1. The problem statement, all variables and given/known data
What does the equation $$x^2 -2x + y^2 -2y + z^2 -2z + t^2 -2t + 4 = 0$$
represent in $$\Re^4$$? What does it represent in $$\Re^5$$? What does it represent in $$\Re^6$$?

2. Relevant equations
Complete the square.

3. The attempt at a solution
After completing the square (letting 4 = 1 + 1 + 1 + 1), the equation becomes

$$(x-1)^2 + (y-1)^2 + (z-1)^2 + (t-1)^2 = 0$$

In $$\Re^4$$, the equation represents the coordinate (1,1,1,1). I have a hard time visualizing the cases for $$\Re^5$$ and $$\Re^6$$. I figure that it should be easier to visualize knowing that in $$\Re^4$$, we have a fixed point.
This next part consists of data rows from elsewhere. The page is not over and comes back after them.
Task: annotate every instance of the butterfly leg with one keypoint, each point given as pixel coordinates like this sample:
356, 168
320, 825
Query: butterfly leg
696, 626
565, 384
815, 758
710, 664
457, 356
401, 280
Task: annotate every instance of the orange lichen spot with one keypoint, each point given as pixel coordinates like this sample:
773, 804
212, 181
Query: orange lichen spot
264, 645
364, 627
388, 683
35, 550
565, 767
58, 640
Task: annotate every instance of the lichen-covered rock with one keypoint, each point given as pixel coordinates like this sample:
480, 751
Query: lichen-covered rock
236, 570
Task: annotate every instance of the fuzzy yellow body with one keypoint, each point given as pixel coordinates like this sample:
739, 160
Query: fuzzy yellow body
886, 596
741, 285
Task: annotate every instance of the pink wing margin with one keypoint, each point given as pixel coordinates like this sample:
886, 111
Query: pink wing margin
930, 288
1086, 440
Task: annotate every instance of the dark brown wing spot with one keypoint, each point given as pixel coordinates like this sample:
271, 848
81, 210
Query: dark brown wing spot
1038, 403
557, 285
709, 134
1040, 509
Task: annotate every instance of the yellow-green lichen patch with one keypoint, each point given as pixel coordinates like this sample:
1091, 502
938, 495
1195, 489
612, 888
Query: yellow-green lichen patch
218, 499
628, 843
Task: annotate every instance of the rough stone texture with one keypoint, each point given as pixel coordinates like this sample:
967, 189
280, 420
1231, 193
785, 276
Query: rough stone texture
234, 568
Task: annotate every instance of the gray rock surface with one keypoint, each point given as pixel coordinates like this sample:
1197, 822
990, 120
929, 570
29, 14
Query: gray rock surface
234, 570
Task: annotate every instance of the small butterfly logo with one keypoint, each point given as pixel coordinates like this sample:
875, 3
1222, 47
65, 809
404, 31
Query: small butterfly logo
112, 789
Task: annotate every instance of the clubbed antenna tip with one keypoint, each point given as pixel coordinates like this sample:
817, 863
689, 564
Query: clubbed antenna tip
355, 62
Of course I have deduced that we will get a line and a plane in $$\Re^5$$ and $$\Re^6$$, respectively, by looking at smaller cases. But what is the exact configuration and how do I see it?

2. Sep 9, 2008

### tiny-tim

… don't worry …

Hi snipez90!

"a line and a plane" is the answer!

If you want to give the exact equation, the line, for example, would be x=y=z=t=1 (and w = anything).